A jóia dos Mambas que veio de Angónia

O jovem avançado Luís Miquissone vai deixando ficar claro que tem talento suficiente para ser reconhecido como uma unidade a ter em conta no nosso futebol actualmente e no futuro. Depois de o jogador do HCB do Songo já ter representado os sub-20 e sub-23 de Moçambique, vestiu a camisola dos “Mambas” num amistoso contra o Botswana, marcando um dos golos da vitória do combinado nacional. O seleccionador nacional não resistiu ao seu talento e voltou a chamá-lo para os “Mambas”, desta vez para o torneio da COSAFA. Foi titular logo no primeiro jogo, metendo muitos adversários no bolso. O adversário foi o Malawi, enfrentando o seu colega de equipa Frank Banda e ainda Chimango Kaira, do Costa do Sol, uma selecção que teve o seu colega Swini, no HCB, e Zicco, no banco contrário.

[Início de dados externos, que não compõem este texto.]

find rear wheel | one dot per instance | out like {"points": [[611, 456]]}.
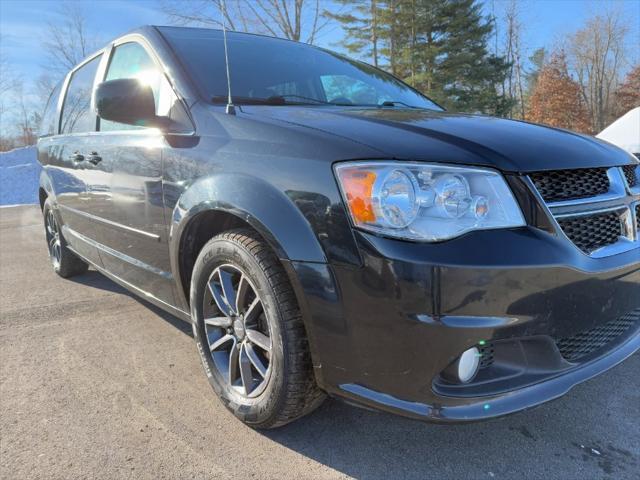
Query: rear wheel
{"points": [[65, 263], [249, 332]]}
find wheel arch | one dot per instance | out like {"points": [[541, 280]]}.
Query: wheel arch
{"points": [[218, 203]]}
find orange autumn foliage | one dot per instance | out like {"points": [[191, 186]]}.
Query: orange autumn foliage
{"points": [[556, 98]]}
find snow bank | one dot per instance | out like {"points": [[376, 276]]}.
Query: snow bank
{"points": [[624, 132], [19, 174]]}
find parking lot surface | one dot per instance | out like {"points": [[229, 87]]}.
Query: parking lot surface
{"points": [[95, 383]]}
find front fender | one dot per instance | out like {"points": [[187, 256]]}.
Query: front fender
{"points": [[47, 184], [269, 211]]}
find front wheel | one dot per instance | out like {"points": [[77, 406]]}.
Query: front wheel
{"points": [[249, 332], [65, 263]]}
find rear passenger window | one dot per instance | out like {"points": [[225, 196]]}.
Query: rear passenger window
{"points": [[131, 60], [49, 125], [77, 115]]}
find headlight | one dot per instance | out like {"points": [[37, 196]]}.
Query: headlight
{"points": [[422, 201]]}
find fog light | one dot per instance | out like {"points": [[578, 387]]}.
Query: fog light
{"points": [[464, 369]]}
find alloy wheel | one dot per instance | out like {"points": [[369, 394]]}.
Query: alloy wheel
{"points": [[53, 239], [238, 331]]}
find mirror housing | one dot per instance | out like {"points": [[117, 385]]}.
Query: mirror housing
{"points": [[129, 101]]}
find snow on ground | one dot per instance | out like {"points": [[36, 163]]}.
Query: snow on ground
{"points": [[19, 174]]}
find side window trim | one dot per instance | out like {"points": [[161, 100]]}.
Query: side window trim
{"points": [[65, 88]]}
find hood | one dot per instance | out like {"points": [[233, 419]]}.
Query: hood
{"points": [[412, 134]]}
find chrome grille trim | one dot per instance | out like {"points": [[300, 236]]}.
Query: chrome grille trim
{"points": [[621, 198]]}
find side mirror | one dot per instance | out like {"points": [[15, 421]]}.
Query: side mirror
{"points": [[128, 100]]}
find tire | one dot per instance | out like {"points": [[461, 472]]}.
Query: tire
{"points": [[279, 386], [65, 263]]}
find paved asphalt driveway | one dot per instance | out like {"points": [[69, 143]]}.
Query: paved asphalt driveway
{"points": [[98, 384]]}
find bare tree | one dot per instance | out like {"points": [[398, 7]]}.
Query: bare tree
{"points": [[598, 54], [293, 19], [514, 81], [67, 42]]}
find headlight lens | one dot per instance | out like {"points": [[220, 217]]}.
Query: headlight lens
{"points": [[421, 201]]}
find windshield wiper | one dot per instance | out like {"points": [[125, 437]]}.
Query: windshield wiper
{"points": [[393, 103], [273, 100], [302, 97]]}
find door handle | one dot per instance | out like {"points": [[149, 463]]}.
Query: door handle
{"points": [[76, 157], [94, 158]]}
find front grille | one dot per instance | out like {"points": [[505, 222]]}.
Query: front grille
{"points": [[630, 174], [585, 343], [571, 184], [591, 232]]}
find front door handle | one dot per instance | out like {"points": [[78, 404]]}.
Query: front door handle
{"points": [[94, 158], [76, 157]]}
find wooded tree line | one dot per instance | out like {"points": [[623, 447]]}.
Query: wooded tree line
{"points": [[462, 54], [460, 57]]}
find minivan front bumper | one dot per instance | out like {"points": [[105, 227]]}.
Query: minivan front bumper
{"points": [[381, 334]]}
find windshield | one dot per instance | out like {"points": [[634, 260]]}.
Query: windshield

No final dessa partida, Luís era um homem feliz porque, apesar do empate no tempo regulamentar, Moçambique conseguiu passar à eliminatória seguinte, na transformação das grandes penalidades. Na segunda partida foi determinante para a vitória dos “Mambas”, fazendo um bom jogo e cruzando para o coração da área onde apareceu Parkim a desviar para o golo da vitória.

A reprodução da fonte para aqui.